BERLIN.- Blain|Southern is presenting DASH DASH DASH, an exhibition of new and historic works by the acclaimed French artist François Morellet. The artist has created two monumental site specific installations for the gallerys vast 9,20 metres high and 39 metres long space in Berlin. Shortly following his 89th birthday, the exhibition is the first major display of Morellets work in Berlin since his 1977 solo show at the Neue Nationalgalerie.
In an unlikely pairing, Morellet manages to combine humour and playfulness with strict mathematical systems, making work which is whimsically titled, aesthetically uplifting and conceptually rich. He has worked with geometric forms throughout his long career and although he has employed a variety of media and techniques his interest in grids and planes remains constant.

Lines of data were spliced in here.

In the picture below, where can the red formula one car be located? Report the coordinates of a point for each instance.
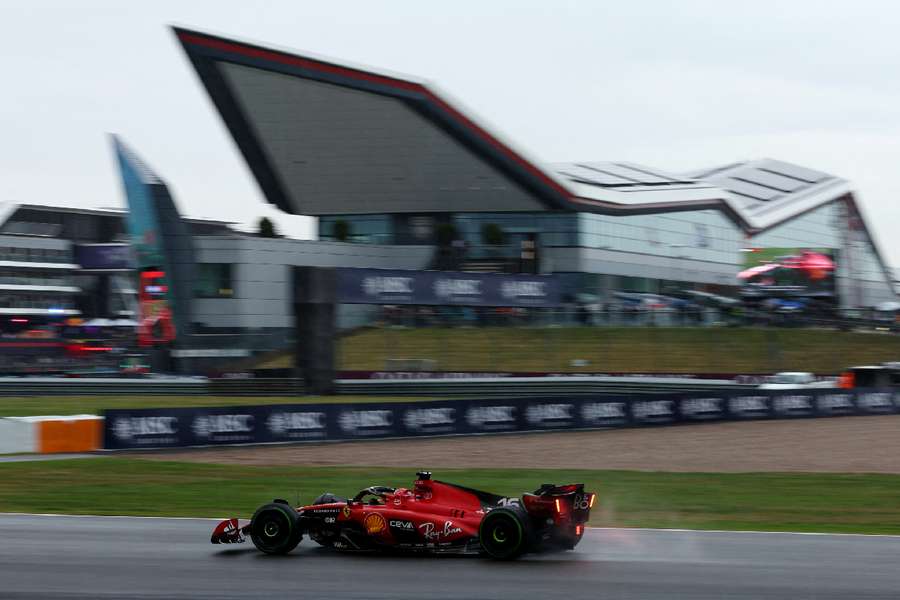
(433, 517)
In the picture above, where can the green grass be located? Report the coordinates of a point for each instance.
(23, 406)
(615, 349)
(757, 501)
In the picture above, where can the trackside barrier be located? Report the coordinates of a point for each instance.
(180, 427)
(50, 434)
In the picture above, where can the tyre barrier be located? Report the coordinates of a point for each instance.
(50, 434)
(282, 423)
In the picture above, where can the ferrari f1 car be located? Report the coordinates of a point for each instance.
(433, 517)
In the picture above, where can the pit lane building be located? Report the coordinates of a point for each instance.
(387, 160)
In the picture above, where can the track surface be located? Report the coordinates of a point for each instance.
(109, 557)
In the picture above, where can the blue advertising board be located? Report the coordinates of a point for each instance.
(445, 288)
(179, 427)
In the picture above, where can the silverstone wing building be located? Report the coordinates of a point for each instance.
(388, 160)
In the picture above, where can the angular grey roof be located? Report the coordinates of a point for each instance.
(768, 191)
(323, 137)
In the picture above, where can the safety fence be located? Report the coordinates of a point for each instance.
(181, 427)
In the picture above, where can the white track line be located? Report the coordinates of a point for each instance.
(663, 529)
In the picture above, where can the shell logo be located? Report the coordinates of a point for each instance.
(374, 523)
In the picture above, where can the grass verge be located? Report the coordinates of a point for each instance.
(755, 501)
(612, 349)
(25, 406)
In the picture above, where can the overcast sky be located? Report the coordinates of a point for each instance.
(675, 85)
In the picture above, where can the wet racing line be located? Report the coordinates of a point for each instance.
(125, 557)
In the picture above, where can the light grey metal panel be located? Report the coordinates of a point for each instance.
(645, 171)
(757, 192)
(625, 171)
(18, 241)
(772, 180)
(343, 151)
(612, 174)
(595, 175)
(258, 272)
(792, 170)
(262, 290)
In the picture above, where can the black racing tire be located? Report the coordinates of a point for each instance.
(275, 528)
(504, 533)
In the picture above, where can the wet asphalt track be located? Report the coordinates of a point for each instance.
(102, 557)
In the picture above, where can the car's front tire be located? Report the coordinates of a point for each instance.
(275, 529)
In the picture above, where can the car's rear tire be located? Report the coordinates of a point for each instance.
(275, 529)
(504, 533)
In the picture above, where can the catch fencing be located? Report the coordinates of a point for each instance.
(182, 427)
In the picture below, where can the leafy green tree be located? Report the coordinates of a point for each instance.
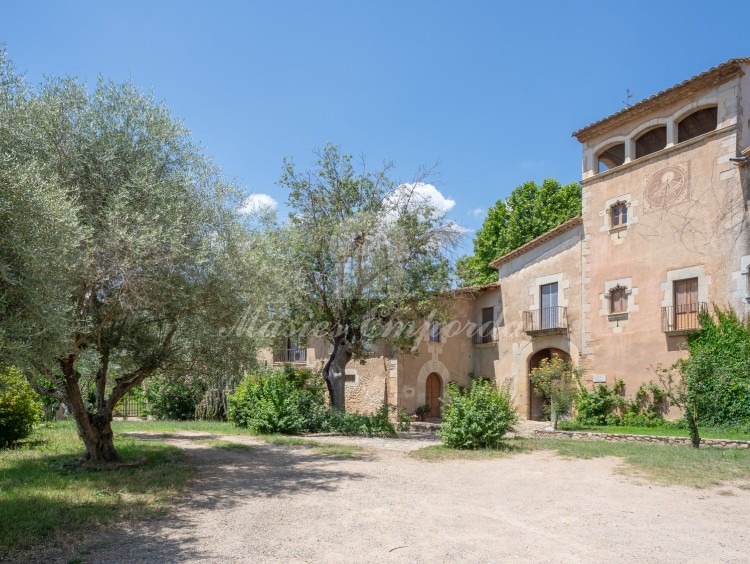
(530, 211)
(146, 258)
(365, 250)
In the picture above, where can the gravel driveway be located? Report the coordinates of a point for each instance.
(288, 504)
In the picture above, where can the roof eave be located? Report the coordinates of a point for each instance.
(712, 76)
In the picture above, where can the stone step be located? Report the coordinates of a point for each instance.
(423, 427)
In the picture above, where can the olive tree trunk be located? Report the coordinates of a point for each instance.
(334, 371)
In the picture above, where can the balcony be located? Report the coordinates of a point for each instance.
(682, 319)
(290, 356)
(484, 335)
(546, 321)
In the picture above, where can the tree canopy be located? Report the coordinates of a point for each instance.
(121, 254)
(530, 211)
(365, 250)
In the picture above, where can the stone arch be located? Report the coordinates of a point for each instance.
(536, 403)
(521, 369)
(428, 368)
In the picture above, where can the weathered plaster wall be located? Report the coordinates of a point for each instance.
(557, 260)
(686, 208)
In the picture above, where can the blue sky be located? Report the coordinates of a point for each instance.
(491, 91)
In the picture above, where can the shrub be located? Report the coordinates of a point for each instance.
(375, 425)
(292, 401)
(285, 401)
(717, 372)
(478, 417)
(554, 381)
(173, 396)
(19, 407)
(608, 406)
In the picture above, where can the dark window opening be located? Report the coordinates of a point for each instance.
(434, 332)
(619, 215)
(697, 123)
(618, 300)
(612, 157)
(651, 141)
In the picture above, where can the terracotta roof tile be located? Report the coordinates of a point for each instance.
(711, 76)
(551, 234)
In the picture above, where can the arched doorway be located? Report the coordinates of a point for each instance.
(432, 392)
(537, 403)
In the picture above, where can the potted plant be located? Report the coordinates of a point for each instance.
(422, 411)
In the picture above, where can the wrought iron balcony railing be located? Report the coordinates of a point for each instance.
(682, 318)
(290, 356)
(546, 320)
(485, 334)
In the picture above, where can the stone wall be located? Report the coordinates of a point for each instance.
(627, 438)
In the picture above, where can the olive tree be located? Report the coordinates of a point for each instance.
(366, 251)
(146, 258)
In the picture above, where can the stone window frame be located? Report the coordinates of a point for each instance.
(351, 377)
(618, 321)
(563, 290)
(741, 278)
(697, 271)
(592, 152)
(618, 232)
(612, 209)
(434, 332)
(623, 314)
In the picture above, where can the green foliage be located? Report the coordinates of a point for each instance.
(530, 211)
(404, 420)
(555, 381)
(291, 401)
(478, 417)
(376, 425)
(717, 372)
(19, 407)
(173, 396)
(121, 252)
(593, 407)
(388, 245)
(608, 406)
(287, 401)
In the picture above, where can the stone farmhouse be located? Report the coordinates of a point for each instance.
(663, 235)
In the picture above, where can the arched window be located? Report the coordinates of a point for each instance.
(618, 300)
(612, 157)
(651, 141)
(697, 123)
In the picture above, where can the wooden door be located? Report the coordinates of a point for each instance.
(432, 394)
(686, 304)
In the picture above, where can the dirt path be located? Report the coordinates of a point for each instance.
(282, 504)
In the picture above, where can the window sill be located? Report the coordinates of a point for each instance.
(617, 316)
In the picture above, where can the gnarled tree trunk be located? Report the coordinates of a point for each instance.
(334, 372)
(95, 429)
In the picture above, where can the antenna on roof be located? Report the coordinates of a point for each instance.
(628, 97)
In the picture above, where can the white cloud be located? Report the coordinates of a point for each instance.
(428, 194)
(461, 229)
(257, 202)
(531, 163)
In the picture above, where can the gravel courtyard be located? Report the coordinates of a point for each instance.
(287, 504)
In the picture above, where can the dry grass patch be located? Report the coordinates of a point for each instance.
(660, 463)
(45, 494)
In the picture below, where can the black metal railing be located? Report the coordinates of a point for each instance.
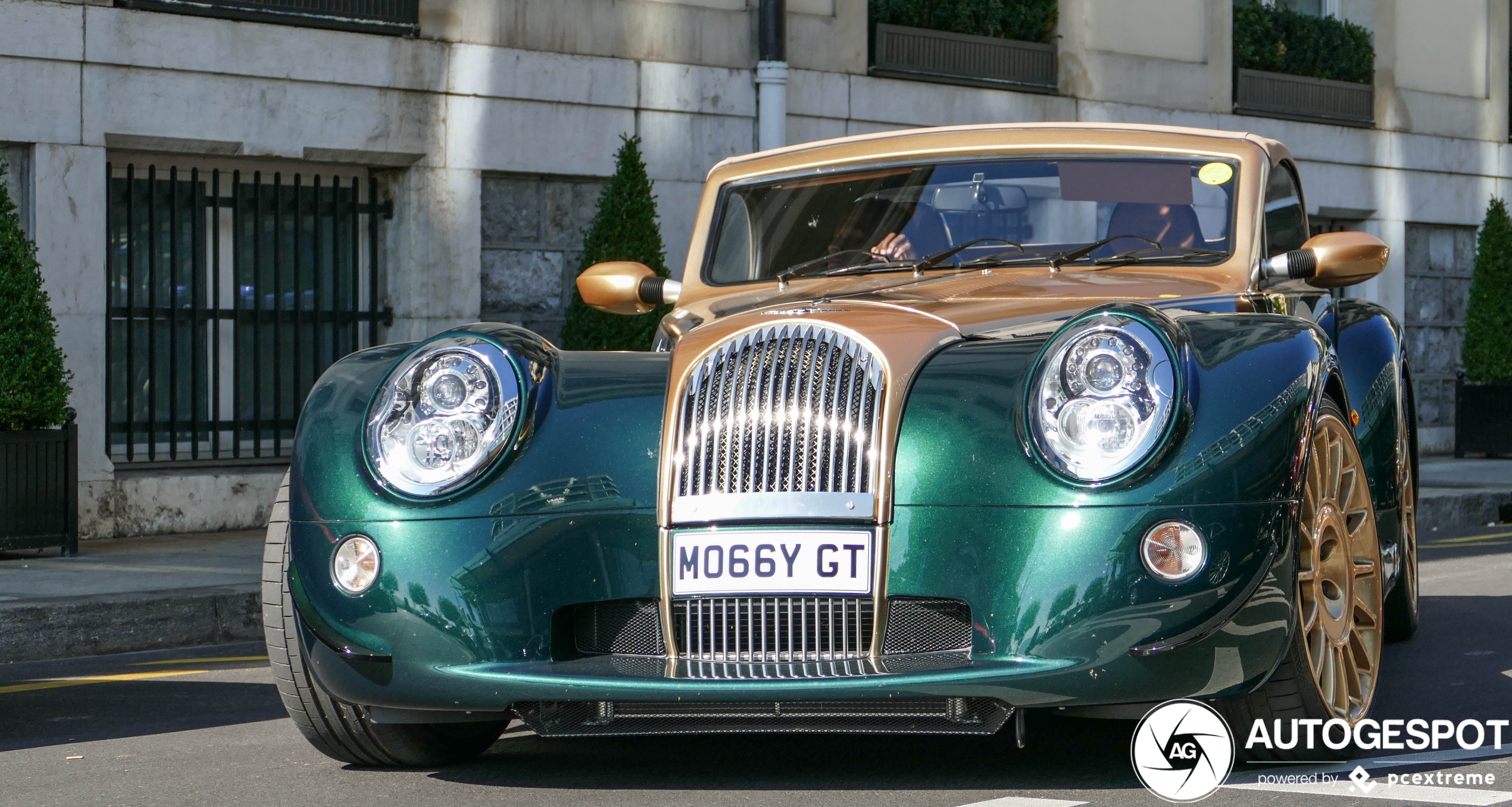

The centerpiece of this exhibition, the new site-specific 3D Bandes décimées (2015) and 3D concertant (2015) are characteristic examples. These two large-scale vinyl installations cover opposing walls in the gallerys groundfloor space. On one wall the artist has created a repeated sequence of overlapping vertical and diagonal lines; on the other wall these are repeated in negative form, creating origami-like shapes. Morellet plays with our visual expectations; planes and lines are tilted, symmetry is disrupted and geometry is altered. The result, as with much of Morellets work, is playful, beautiful and challenging, inviting the observer to engage intellectually as well as aesthetically.
Mounted on the outside wall of the upper exhibition space, is π Weeping Neonly (2014), an iconic Morellet work in neon. Comprised of 42 white neon lights, the work is arranged in a pattern that was determined by using the number π. The neon tubes are connected to each other by electric cables and joined to power transformers. The visibility of cables and transformers, and material in general, is an integral part of all of his works.
The upper space has been divided into two rooms, the first housing a suite of monochrome paintings. These works are produced with the same system as the large scale installation downstairs as the titles reveal accordingly, 3D concertant. The system used for the site-specific installation is evident throughout the whole exhibition. The second room contains a series of neon paintings set against painted square canvases. They are arranged according to the lines and stripes of the monochrome paintings in the first room. Since 2005, Morellet has produced the series Strip-teasing in which the artist explores his interest in the ratios of lines. Lines can adopt different appearances depending on the medium in which they are executed: pencil, stripes, neon tubes or the demarcation line created by different colored surfaces. In Strip-teasing sur la pointe trames 75°-165°, 100°-190° (2006) the lines are painted as thick black stripes on one side and on the other in fine thin lines. While the thick stripes fill the most part of the canvas, the thin lines appear almost dematerialized. In 4 à 4 bleu toile brute (2012), the four neon tubes are fragments of two squares of the exact same size as the raw canvas on which they are set. Although the arrangement of the neon tubes appears random, the artist used a grid and the number πas a guideline for the composition.